O anúncio oficial da prisão ocorreu na noite de terça-feira, dia 3, e o incidente vem sendo tratado como uma das mais significativas ameaças à cadeia alimentar norte-americana dos últimos tempos.
O agente biológico em questão é o fungo Fusarium graminearum, responsável por uma infecção conhecida como giberela. Essa praga afeta severamente plantações de grãos como trigo, milho, arroz e cevada, deteriorando as espigas, comprometendo a colheita e deixando os grãos contaminados com toxinas nocivas.

Essas substâncias, se consumidas por pessoas ou animais, podem causar sérios problemas de saúde, incluindo distúrbios gastrointestinais, lesões hepáticas e complicações no sistema reprodutivo.

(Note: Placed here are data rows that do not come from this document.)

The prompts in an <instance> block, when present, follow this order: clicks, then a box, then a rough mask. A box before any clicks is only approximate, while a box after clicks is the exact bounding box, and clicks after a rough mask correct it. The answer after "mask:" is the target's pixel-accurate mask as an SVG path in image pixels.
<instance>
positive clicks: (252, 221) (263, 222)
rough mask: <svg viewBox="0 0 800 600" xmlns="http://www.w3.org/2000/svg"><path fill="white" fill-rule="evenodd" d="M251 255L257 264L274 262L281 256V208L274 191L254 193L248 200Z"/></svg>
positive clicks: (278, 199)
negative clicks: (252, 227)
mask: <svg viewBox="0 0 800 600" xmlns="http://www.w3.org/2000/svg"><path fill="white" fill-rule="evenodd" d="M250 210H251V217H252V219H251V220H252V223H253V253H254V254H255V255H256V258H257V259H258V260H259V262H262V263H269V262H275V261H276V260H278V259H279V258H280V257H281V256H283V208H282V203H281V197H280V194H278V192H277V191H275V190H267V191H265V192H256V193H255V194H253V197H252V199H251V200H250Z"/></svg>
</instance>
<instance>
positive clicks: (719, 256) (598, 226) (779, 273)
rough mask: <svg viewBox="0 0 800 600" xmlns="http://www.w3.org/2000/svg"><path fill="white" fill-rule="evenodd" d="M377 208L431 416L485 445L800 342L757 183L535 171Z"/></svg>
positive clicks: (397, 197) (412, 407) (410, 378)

Segundo o FBI, a pesquisadora transportou as amostras do fungo da China até os EUA, escondendo o material em um laboratório da Universidade de Michigan, onde estava vinculada como cientista visitante.
Investigações em seu celular revelaram documentos que sugerem envolvimento com o Partido Comunista Chinês, inclusive com indícios de financiamento estatal para estudos sobre o mesmo fungo em território chinês.
O parceiro de Jian, Zunyong Liu, também foi implicado no caso. Em julho de 2024, ele tentou entrar no país pelo aeroporto de Detroit carregando amostras semelhantes, o que ampliou a suspeita de uma operação coordenada.
Ambos enfrentam acusações formais por contrabando de agentes biológicos, conspiração, falsificação de informações e violação de normas de imigração.
Jian encontra-se atualmente sob custódia, aguardando audiência judicial. Liu, por sua vez, já deixou os Estados Unidos. As informações foram divulgadas pelo site O Antagonista.
O diretor do FBI, Kash Patel, afirmou que o caso demonstra uma estratégia deliberada do governo chinês para infiltrar agentes e pesquisadores em instituições científicas norte-americanas.